I told her about my year, she told me about hers. We empathised on the awkward moments we’d had running from family events and restaurants to vomit. We talked about the difficulties of having a rare and “invisible illness.” We talked about how annoying it was to feel sick the time. How it had impacted our lives and our mental health.

She told me that she had to come to the hospital every week for the next six months. It was part of some experimental drug trial. And because of her tendency for bad allergic reactions she needed to stay at the hospital for a certain period of time after the drug administration.

“Jeez..that must eat into your time!” I said. “I’m lucky if I don’t spend half a day in this hell hole every time I come in. And that’s just for an appointment”

“Well, you know, my social calendar is PACKED right now!” she joked, giving me a wry smile. “I’m sorry if I’m bothering you, I just like to talk to people. My fiancee is FIFO, I have no family in the state, I can only work when I’m well, which is like, never. Most of the friends I have I met here at the hospital. That’s a bit lame isn’t it?

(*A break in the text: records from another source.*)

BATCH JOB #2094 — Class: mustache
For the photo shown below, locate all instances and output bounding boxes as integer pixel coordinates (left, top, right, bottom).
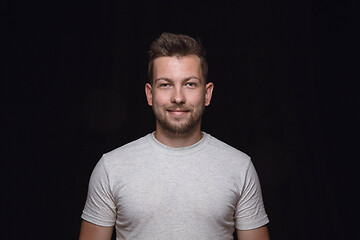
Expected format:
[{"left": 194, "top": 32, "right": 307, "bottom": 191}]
[{"left": 165, "top": 105, "right": 191, "bottom": 111}]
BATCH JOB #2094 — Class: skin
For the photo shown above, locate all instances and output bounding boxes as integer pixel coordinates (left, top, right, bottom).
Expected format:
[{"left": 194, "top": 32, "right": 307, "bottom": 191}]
[
  {"left": 79, "top": 55, "right": 269, "bottom": 240},
  {"left": 145, "top": 55, "right": 214, "bottom": 147}
]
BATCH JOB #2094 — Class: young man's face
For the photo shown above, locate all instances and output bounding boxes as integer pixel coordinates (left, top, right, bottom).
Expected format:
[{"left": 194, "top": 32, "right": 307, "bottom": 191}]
[{"left": 145, "top": 55, "right": 213, "bottom": 135}]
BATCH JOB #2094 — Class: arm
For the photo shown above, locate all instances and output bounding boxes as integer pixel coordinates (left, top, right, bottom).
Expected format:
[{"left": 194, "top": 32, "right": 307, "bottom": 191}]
[
  {"left": 236, "top": 226, "right": 270, "bottom": 240},
  {"left": 79, "top": 220, "right": 114, "bottom": 240}
]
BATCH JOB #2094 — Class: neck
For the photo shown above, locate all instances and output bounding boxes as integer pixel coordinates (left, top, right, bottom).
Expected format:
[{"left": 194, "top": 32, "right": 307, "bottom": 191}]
[{"left": 154, "top": 125, "right": 203, "bottom": 148}]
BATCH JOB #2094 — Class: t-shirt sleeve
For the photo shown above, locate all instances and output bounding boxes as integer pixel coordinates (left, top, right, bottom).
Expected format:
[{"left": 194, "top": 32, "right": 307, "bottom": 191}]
[
  {"left": 81, "top": 157, "right": 116, "bottom": 227},
  {"left": 235, "top": 161, "right": 269, "bottom": 230}
]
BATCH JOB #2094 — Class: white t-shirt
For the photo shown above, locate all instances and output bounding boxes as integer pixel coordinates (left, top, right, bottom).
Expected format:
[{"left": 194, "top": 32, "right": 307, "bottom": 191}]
[{"left": 82, "top": 133, "right": 269, "bottom": 240}]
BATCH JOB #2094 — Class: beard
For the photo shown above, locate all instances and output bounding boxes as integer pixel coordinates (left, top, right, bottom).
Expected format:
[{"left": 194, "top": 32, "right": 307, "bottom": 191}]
[{"left": 153, "top": 104, "right": 205, "bottom": 136}]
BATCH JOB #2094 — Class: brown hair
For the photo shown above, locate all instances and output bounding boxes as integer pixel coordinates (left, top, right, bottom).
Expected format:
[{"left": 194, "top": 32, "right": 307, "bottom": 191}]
[{"left": 148, "top": 33, "right": 208, "bottom": 84}]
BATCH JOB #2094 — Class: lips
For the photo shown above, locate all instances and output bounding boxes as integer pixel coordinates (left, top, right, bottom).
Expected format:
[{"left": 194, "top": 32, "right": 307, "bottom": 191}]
[{"left": 166, "top": 108, "right": 190, "bottom": 116}]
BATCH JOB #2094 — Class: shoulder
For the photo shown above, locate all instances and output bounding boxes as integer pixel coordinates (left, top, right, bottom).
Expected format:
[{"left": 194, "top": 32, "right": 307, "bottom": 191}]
[
  {"left": 207, "top": 135, "right": 251, "bottom": 166},
  {"left": 209, "top": 135, "right": 250, "bottom": 159},
  {"left": 102, "top": 134, "right": 150, "bottom": 164}
]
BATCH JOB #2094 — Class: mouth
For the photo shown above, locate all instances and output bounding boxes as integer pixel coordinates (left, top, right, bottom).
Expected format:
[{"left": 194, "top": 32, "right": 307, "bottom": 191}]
[{"left": 166, "top": 108, "right": 190, "bottom": 117}]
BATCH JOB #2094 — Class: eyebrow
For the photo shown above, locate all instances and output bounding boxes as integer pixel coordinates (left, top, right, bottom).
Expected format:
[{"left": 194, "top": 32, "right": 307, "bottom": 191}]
[{"left": 155, "top": 76, "right": 201, "bottom": 83}]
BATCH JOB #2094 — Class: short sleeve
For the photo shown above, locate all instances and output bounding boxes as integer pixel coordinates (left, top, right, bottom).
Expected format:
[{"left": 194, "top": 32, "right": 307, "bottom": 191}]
[
  {"left": 235, "top": 161, "right": 269, "bottom": 230},
  {"left": 81, "top": 157, "right": 116, "bottom": 227}
]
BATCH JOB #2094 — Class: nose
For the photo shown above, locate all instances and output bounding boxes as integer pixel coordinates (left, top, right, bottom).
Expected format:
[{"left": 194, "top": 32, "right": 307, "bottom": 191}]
[{"left": 171, "top": 87, "right": 186, "bottom": 104}]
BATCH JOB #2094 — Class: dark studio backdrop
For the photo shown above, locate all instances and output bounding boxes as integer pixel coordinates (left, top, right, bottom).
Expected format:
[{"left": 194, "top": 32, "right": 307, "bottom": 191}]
[{"left": 0, "top": 0, "right": 359, "bottom": 240}]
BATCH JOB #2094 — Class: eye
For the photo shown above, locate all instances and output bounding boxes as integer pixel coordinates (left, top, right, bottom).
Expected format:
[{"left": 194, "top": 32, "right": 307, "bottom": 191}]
[
  {"left": 159, "top": 83, "right": 170, "bottom": 88},
  {"left": 186, "top": 82, "right": 196, "bottom": 88}
]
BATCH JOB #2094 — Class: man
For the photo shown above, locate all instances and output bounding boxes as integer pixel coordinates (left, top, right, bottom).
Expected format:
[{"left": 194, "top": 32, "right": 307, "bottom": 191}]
[{"left": 80, "top": 33, "right": 269, "bottom": 240}]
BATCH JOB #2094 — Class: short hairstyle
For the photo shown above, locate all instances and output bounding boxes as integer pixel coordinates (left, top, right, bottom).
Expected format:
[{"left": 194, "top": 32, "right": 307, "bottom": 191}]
[{"left": 148, "top": 33, "right": 208, "bottom": 84}]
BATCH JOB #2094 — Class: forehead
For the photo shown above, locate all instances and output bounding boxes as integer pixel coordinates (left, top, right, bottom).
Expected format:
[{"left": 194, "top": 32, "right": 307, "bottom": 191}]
[{"left": 154, "top": 55, "right": 201, "bottom": 78}]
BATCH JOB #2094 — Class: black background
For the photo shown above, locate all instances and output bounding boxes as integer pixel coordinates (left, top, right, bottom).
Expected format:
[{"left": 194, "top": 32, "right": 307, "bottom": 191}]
[{"left": 0, "top": 0, "right": 359, "bottom": 240}]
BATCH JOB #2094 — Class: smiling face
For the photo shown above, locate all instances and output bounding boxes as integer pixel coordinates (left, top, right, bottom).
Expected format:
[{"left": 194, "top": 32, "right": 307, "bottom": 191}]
[{"left": 145, "top": 55, "right": 213, "bottom": 136}]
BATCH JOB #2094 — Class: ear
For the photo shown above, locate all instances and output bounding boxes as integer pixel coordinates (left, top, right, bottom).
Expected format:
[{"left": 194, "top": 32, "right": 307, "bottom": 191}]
[
  {"left": 145, "top": 83, "right": 152, "bottom": 106},
  {"left": 205, "top": 82, "right": 214, "bottom": 107}
]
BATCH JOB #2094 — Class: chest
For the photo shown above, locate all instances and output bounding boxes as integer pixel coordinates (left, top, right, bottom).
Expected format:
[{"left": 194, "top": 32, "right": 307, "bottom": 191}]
[{"left": 114, "top": 158, "right": 239, "bottom": 222}]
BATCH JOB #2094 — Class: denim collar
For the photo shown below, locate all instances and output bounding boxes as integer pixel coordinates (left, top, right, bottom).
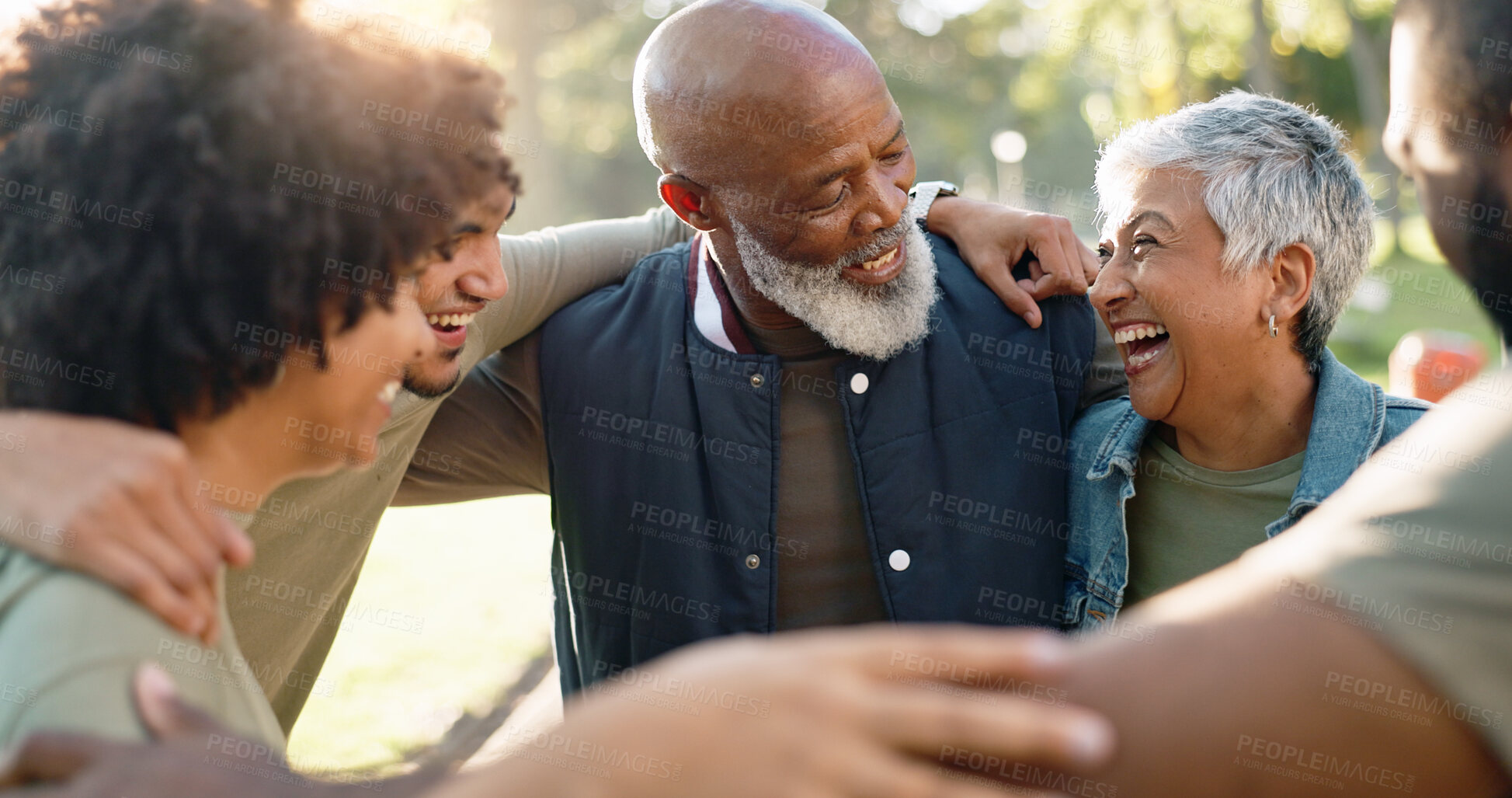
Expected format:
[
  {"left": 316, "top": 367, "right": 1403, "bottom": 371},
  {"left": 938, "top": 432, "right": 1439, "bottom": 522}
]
[{"left": 1087, "top": 348, "right": 1386, "bottom": 535}]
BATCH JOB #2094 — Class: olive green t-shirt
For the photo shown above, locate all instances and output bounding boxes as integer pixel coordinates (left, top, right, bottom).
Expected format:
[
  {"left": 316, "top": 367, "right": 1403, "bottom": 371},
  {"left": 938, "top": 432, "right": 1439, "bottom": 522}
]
[
  {"left": 227, "top": 207, "right": 691, "bottom": 730},
  {"left": 1124, "top": 434, "right": 1306, "bottom": 608},
  {"left": 0, "top": 547, "right": 284, "bottom": 757},
  {"left": 746, "top": 324, "right": 888, "bottom": 632}
]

“Not at all. It’s a nice change to have someone to talk to. I’m Rachael.”
“I’m Amber.” At that moment the nurse came back and called my name. As I stood up Amber said “Hey. It was nice talking to you. I really hope your health improves.” I responded with the same sentiment and then there was that awkward moment where I wondered whether I should ask for her phone number.

I’ve never asked a guy out in my life. I get nervous asking mothers at Master D’s daycare to exchange numbers so the kids can have a play date. I’m a giant wuss. So I waved her good bye and walked back into the treatment room, and instantly regretted my decision.

“Good news!” the nurse said. Rubbing off the ink on my arm. “You’re not allergic to dogs.”

“Thank God for that!”

On the way out I looked for Amber, but she was gone. We only talked for a while that day, but I  think about her every time I head to the immunology department. Despite having a chronic and life threatening illness Amber was positive, friendly, and empathetic. Unlike me, she had been sick from the moment she was born, and despite her troubles she managed to make the best she could out of life. She inspired me.

So Amber, if you are out there, I hope you are doing well. I hope the drug trial works, and I hope that you are able to have the baby you so desperately want.